It can only be described as a huge vote of confidence. The Boeing Company (BA) announced a whopping 50% increase in its dividends to $0.73 per share. And beginning this January, the company will begin a new $10.0-billion share repurchase program, in addition to the $800 million left from its previous share buyback plan.
The higher quarterly dividend will be paid out March 7, 2014 to shareholders of record on February 14, 2014. While Boeing is playing some “payout catch-up” with other dividend paying stocks, company management said increasing cash flow from a boost in jetliner production is the catalyst for renewed confidence in its business.
A two-for-one stock split from Boeing wouldn’t be a surprise at all. It’s been one of the strongest performers in the Dow Jones Industrial Average this year, and the stock will keep upward near-term pressure on the index.
Countless large-cap companies have been increasing their dividends—some significantly so—as balance sheets continue to get stronger.
This time of the year, the financial media loves to make forecasts about the stock market and other capital markets. It’s such folly, because it’s only guesswork.
But for equity investors, what corporations say about their businesses is key, and with so many large-cap companies in a strong financial position, any improvement in sales volume or pricing will translate immediately into earnings. I think there’s a good chance corporate earnings will surprise to the upside next year.

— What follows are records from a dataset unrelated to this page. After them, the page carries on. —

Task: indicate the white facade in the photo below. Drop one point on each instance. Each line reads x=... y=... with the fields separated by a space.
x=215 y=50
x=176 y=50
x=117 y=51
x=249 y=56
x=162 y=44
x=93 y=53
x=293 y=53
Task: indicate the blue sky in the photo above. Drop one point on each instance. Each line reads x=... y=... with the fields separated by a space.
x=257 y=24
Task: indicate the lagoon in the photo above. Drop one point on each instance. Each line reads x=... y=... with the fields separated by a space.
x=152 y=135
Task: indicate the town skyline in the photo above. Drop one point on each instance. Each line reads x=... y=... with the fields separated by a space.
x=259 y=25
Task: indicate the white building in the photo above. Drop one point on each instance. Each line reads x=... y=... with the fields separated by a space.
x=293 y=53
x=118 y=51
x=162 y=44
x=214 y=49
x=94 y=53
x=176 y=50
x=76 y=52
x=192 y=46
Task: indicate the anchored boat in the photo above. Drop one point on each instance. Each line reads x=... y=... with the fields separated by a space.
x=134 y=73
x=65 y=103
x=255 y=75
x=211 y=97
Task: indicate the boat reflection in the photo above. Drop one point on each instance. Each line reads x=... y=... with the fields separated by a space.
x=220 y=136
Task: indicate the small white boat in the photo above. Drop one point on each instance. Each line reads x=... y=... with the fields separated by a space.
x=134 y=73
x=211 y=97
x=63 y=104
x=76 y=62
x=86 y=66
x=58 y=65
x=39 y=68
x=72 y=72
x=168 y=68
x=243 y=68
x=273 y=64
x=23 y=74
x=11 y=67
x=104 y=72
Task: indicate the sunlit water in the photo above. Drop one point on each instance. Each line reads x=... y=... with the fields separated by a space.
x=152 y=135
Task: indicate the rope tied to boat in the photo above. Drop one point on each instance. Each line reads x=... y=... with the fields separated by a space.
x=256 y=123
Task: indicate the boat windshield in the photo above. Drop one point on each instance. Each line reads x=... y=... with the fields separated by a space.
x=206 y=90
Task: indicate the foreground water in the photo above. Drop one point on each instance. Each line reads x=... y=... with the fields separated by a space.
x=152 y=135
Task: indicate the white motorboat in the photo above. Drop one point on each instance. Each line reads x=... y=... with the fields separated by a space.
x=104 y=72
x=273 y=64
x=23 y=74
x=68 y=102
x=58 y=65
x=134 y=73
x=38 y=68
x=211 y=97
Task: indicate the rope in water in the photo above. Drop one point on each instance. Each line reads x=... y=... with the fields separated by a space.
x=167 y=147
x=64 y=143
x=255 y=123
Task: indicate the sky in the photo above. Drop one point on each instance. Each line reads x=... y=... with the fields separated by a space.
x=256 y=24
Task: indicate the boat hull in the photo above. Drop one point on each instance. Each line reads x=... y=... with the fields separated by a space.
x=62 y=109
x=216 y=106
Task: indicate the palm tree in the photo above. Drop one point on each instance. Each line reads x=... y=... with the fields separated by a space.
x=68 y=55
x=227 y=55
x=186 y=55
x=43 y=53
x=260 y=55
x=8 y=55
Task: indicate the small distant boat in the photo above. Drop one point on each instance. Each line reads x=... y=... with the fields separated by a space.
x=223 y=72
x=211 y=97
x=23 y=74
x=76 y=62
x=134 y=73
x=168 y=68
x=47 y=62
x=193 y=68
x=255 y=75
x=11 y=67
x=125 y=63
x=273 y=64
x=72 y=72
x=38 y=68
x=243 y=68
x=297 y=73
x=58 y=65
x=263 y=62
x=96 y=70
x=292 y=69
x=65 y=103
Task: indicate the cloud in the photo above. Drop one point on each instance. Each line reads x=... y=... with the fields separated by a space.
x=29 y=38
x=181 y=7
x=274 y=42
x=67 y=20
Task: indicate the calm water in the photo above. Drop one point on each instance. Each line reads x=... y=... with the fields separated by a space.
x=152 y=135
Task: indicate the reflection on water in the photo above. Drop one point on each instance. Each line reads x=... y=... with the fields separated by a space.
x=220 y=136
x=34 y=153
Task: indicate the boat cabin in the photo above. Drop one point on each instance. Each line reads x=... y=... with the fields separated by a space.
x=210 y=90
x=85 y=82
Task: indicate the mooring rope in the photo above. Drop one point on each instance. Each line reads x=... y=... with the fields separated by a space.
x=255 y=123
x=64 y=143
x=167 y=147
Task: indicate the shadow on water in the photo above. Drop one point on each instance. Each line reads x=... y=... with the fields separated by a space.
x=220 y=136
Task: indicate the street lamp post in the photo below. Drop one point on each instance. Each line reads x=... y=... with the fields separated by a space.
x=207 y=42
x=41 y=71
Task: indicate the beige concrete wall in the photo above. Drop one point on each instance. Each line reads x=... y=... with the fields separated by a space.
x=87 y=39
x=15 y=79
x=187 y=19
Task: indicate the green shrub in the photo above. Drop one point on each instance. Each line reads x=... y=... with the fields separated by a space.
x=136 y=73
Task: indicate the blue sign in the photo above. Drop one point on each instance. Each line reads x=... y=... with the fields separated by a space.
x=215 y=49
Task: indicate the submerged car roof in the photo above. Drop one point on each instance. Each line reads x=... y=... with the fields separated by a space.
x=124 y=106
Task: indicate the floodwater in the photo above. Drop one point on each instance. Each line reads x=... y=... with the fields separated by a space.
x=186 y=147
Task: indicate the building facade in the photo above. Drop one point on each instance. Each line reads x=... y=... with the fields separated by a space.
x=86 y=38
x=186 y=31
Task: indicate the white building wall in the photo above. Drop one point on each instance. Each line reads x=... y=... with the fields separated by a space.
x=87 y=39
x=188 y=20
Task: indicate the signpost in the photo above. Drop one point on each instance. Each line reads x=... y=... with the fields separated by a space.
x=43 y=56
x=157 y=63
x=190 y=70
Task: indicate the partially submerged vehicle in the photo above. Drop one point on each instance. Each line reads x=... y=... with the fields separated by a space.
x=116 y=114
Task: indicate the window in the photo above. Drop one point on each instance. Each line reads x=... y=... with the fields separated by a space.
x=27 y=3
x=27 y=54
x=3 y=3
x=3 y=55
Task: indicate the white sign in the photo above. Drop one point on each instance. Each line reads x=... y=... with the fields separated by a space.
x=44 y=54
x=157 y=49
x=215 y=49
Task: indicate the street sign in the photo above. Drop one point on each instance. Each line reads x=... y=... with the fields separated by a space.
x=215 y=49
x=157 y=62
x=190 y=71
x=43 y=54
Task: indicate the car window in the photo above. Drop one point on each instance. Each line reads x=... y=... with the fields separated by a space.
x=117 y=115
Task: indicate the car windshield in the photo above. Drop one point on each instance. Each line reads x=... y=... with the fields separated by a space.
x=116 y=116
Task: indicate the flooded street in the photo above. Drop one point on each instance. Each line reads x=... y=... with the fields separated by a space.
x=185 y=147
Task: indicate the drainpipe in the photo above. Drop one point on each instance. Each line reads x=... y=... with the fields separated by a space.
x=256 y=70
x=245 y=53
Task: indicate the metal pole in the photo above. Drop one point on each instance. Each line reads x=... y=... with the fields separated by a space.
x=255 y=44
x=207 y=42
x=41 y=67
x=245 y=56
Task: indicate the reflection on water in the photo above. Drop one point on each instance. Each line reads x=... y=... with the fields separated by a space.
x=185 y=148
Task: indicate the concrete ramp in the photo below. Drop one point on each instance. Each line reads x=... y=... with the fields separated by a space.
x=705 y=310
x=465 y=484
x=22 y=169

3M Company (MMM) caught the market off guard with a 35% increase in its dividends and a solid 2014 outlook. Johnson Controls, Inc. (JCI) just effected a 16% increase in its quarterly dividends and a new $3.65-billion share buyback program. (See “A $35.0-Billion Company Poised for Growth?”) NIKE, Inc. (NKE) recently boosted its dividends by 14%, and The Walt Disney Company (DIS) did so by 15%.
MasterCard Incorporated (MA) just announced a 10-for-one stock split, a huge 83% increase to its quarterly dividend, and a new $3.5-billion share buyback program. General Electric Company (GE) just raised its quarterly dividend 16%, and Pfizer Inc. (PFE) announced an eight-percent dividend gain, citing renewed confidence in its operational growth.
Increasing dividends are material news, and rising payouts are a reflection of improving business conditions at the corporate level and strong balance sheets. It all bodes well for earnings results next year.
Arguably, current valuations already reflect solid earnings outlooks, the expectation for more share repurchases, and higher quarterly dividends. If this is the case, it is still a foundation for more capital gains in stocks, even with the reasonable expectation of technical correction that’s so warranted.
With pressure on interest rates highly likely in 2014, they are still low enough to provide corporations with very cheap money to finance operations at this time. And with this backdrop, we’ll probably get more of the same over the coming quarters, with companies hoarding cash and avoiding bold investments in new plant and equipment.
Overall, the outlook for rising dividends, share repurchases, and stock splits remains excellent.